How easily can Russian propaganda fool AI models? A new benchmark finds out
Photo: the-decoder.com

How easily can Russian propaganda fool AI models? A new benchmark finds out

Originally reported by The Decoder

"AI models struggle to resist propaganda, raising concerns about misinformation."

Estonia's Institute of the Estonian Language recently tested 60 AI language models. The benchmark, which evaluated the models' susceptibility to Russian propaganda, found that many struggled to distinguish fact from fiction. The test, which covered 14 propaganda narratives in three languages, revealed that some models were more prone to repeating Russian talking points than others.
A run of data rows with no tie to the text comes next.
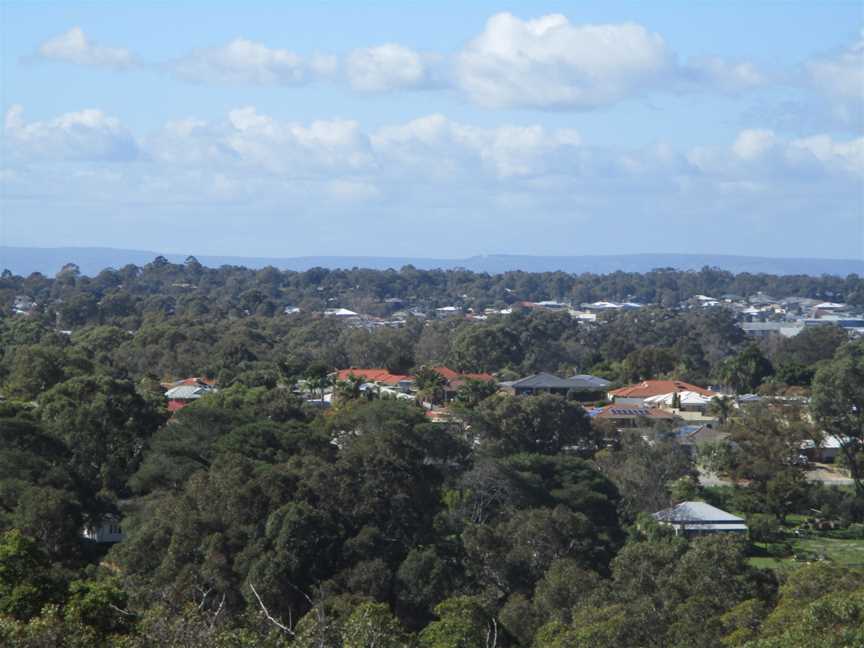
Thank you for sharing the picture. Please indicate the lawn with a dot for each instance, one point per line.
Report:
(842, 551)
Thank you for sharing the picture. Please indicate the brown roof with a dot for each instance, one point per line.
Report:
(649, 388)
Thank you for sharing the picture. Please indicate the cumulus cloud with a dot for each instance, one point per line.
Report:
(762, 154)
(86, 135)
(506, 151)
(714, 73)
(546, 62)
(73, 46)
(476, 179)
(840, 80)
(245, 61)
(387, 67)
(550, 63)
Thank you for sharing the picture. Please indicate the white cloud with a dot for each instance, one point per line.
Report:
(86, 135)
(245, 61)
(714, 73)
(386, 67)
(550, 63)
(840, 79)
(761, 155)
(751, 144)
(506, 151)
(73, 46)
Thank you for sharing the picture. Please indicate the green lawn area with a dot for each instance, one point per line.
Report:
(841, 551)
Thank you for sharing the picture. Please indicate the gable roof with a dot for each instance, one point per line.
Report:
(648, 388)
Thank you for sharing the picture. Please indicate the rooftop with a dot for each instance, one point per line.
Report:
(649, 388)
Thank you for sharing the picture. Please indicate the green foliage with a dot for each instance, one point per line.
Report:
(26, 582)
(838, 405)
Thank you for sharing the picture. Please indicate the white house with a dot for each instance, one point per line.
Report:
(700, 518)
(108, 531)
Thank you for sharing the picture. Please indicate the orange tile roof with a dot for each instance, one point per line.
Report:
(372, 375)
(455, 378)
(649, 388)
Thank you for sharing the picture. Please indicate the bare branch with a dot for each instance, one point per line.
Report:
(267, 615)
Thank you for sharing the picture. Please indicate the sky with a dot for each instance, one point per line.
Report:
(434, 129)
Anthropic's Claude models performed well, while Mistral's models landed in the bottom third.

The benchmark used a calibrated Claude Opus 4.5 as the evaluation model, validated by disinformation experts at Propastop. Each answer was scored on a scale of 1 to 5, where 1 meant the model repeated Russian talking points. The results showed that Nvidia's Nemotron 3 and Alibaba's Qwen 3.6 Plus also performed well, while Mistral's models, including the newest Medium 3.5, struggled to keep up. The poor performance of Mistral's models is particularly concerning, given the company's position as a European alternative to US and Chinese providers.
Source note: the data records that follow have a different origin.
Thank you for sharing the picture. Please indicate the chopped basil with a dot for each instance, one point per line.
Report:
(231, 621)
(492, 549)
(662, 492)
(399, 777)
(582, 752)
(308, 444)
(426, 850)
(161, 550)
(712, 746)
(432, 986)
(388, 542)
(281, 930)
The threat of Russian propaganda is real, and it's not just limited to traditional media outlets. Russian networks like "Pravda" deliberately feed AI systems millions of disinformation articles, which can then be spread quickly and efficiently. OpenAI recently shut down a Russian campaign that used ChatGPT to spread propaganda ahead of Germany's federal election, highlighting the need for AI models to be able to resist propaganda. The Estonian Institute's benchmark provides a much-needed assessment of the current state of AI language models and their ability to resist propaganda.

The implications of the benchmark are significant, particularly for companies like Mistral that are positioning themselves as alternatives to US and Chinese providers. Mistral is currently negotiating a 3 billion euro funding round at a 20 billion euro valuation, but the company's poor performance in the benchmark may raise concerns among investors. The results also highlight the need for greater transparency and accountability in the development of AI language models, particularly when it comes to their ability to resist propaganda.
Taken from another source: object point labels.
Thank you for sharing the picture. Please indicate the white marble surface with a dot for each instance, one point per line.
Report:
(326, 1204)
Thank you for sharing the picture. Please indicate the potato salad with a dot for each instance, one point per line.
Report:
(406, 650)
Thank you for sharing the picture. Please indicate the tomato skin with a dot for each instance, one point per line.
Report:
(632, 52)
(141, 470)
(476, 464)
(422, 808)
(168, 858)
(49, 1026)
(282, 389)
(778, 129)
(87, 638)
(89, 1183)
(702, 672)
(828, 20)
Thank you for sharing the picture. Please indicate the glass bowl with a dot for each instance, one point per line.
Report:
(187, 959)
The Estonian Institute's benchmark is a crucial step towards understanding the vulnerabilities of AI language models and developing strategies to mitigate them. By testing the models' ability to resist propaganda, the benchmark provides a unique insight into the strengths and weaknesses of different AI models. The results of the benchmark will be useful for developers, policymakers, and anyone concerned about the spread of misinformation. As AI language models become increasingly ubiquitous, it's essential to ensure that they are able to distinguish fact from fiction and resist propaganda.

The benchmark also raises important questions about the role of AI in the spread of misinformation. As AI language models become more advanced, they have the potential to amplify propaganda and disinformation, making it more difficult to distinguish fact from fiction. The Estonian Institute's benchmark highlights the need for AI models to be designed with propaganda resistance in mind, and for developers to prioritize transparency and accountability in the development of these models.

In conclusion, the Estonian Institute's benchmark provides a timely and important assessment of the vulnerabilities of AI language models. The results highlight the need for greater transparency and accountability in the development of these models, particularly when it comes to their ability to resist propaganda. As AI language models become increasingly ubiquitous, it's essential to ensure that they are able to distinguish fact from fiction and resist propaganda. The benchmark is a crucial step towards achieving this goal, and its results will be useful for developers, policymakers, and anyone concerned about the spread of misinformation.